Business Standard

PEPSICO CEO PICKS A NO. 2, BUT NO ‘HEIR APPARENT’

As president, Ramon Laguarta will report to Indra Nooyi, who says she’ll be CEO ‘for the foreseeabl­e future’

- JENNIFER MALONEY 20 July SPECIAL

PepsiCo Inc.’s PEP 0.29% longtime leader Indra Nooyi is promoting one of her lieutenant­s to serve as the company’s president, filling a No. 2 role that has been vacant for nearly three years and shuffling around her potential successors.

Ramon Laguarta (pictured), currently head of the company’s Europe and sub-Saharan Africa business, will become PepsiCo’s president, a headquarte­rs role covering global operations, corporate strategy, public policy and government affairs.

His current duties will be given to Laxman Narasimhan, who runs the snack-and-beverage giant’s Latin America division. Both appointmen­ts will take effect Sept. 1.

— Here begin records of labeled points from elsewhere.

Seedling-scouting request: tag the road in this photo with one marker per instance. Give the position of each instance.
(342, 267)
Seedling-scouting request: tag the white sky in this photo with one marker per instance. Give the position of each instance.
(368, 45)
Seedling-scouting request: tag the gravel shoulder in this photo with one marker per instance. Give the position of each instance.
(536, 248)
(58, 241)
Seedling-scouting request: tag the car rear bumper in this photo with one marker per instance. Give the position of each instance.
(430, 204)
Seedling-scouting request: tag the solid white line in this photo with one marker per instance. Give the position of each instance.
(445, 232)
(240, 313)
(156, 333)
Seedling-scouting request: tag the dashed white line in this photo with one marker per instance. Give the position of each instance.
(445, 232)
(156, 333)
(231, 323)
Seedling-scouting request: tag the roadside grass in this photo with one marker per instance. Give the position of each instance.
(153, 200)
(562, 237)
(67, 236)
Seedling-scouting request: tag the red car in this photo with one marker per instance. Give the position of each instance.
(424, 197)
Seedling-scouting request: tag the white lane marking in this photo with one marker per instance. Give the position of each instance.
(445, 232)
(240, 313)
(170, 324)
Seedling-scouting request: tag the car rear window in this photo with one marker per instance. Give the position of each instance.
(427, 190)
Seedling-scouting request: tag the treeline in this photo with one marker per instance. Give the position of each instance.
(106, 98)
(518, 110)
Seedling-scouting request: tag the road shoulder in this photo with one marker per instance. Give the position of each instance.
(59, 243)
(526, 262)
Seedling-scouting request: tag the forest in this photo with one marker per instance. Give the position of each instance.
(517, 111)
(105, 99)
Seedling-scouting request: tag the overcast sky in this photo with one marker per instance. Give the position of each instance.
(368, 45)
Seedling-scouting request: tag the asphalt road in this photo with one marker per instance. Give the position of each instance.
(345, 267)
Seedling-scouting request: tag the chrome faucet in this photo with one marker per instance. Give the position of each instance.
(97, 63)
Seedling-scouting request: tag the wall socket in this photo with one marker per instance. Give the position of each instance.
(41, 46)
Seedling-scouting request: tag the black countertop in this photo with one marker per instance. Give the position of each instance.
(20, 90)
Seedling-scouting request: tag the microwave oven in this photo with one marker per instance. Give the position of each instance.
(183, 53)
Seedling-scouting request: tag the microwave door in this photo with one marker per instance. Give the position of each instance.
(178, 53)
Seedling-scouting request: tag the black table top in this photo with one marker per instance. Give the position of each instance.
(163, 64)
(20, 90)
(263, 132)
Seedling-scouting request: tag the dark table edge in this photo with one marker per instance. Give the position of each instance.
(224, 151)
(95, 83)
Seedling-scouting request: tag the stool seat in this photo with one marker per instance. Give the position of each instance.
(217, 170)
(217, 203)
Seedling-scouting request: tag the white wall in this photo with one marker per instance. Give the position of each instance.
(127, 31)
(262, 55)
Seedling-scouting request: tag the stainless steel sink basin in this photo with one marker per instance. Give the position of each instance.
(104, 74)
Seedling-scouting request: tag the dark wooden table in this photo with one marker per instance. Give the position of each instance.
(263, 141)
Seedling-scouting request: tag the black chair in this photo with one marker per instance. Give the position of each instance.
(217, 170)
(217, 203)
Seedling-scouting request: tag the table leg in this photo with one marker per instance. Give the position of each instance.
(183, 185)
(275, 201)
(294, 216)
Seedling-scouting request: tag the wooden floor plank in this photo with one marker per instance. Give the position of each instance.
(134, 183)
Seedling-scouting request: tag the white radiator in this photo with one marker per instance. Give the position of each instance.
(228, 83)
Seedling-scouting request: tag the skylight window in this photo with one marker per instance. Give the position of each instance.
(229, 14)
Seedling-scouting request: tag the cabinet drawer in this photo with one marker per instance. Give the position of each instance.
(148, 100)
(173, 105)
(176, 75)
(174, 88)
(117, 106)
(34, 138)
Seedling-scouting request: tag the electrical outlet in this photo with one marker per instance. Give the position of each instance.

In an interview, Ms. Nooyi, 61 years old, said she intends to keep running the Purchase, N.Y.based company “for the foreseeabl­e future.” The two promotions are the latest in a series of moves over the past few years to “stretch” executives and prepare them to be contenders for the top job, she said. The company’s division heads will continue to report to her.

PepsiCo, which has a market value of about $165 billion, has been using higher prices, smaller packaging and a broader portfolio to help boost results amid shifting consumer tastes that are pressuring the packaged food and beverage industries. Despite falling soda demand and other industry challenges, the company’s profit margins are rising and shares are trading near all-time highs.

During Ms. Nooyi’s 11-year tenure, two potential successors have been promoted to the No. 2 role of president and subsequent­ly left the company. The job has been vacant since the 2014 departure of Zein Abdalla.

Ms. Nooyi, who was CFO and president before she was named chief executive in 2006, said Mr. Laguarta shouldn’t be presumed her successor. She took over as chairman in 2007 and led the spinoff of Yum Brands Inc. as well as acquisitio­ns of Tropicana and Quaker Oats. She has fended off calls to break up the company and pushed into healthier snacks and beverages.

“There is no heir apparent,” she said. “When the time comes for succession, whenever it is, I think the wonderful thing is our board is going to have so many people to choose from.”

The leading internal candidates to succeed Ms. Nooyi now include Mr. Laguarta, Mr. Narasimhan and Hugh Johnston, PepsiCo’s chief financial officer, who in 2015 was named vice chairman and put in charge of e-commerce and informatio­n technology.

Mr. Laguarta, 53, a native of Barcelona, joined the company in 1996 and has spent most of his career rising through the ranks of the European operations. He has an MBA from Spain’s ESADE business school. He speaks English, Spanish, French, German, Greek and Catalan and will relocate to the U.S. from Geneva in his new role.

Mr. Narasimhan, 50, was a senior partner at McKinsey & Co. where he spent 19 years before joining PepsiCo in 2012. He was senior vice president and CFO of PepsiCo Americas Foods before rising to Latin America chief in 2014.

Ms. Nooyi said she wanted Mr. Laguarta, whom she called “a great operating executive,” to gain experience at the corporate headquarte­rs, where his mandate will be to grow sales and productivi­ty to fund investment­s, she said.

For Mr. Narasimhan, she said she wanted to push him to “lift and shift ideas” across his two geographic divisions to accelerate their growth. She said he has “evolved from brilliant strategist to a very good operating executive.”

As Mr. Laguarta takes on some of Ms. Nooyi’s responsibi­lities, she said she would shift her focus to PepsiCo’s future. Letting other executives “come into their own, but being there as a helping hand, is my job at this point,” she said.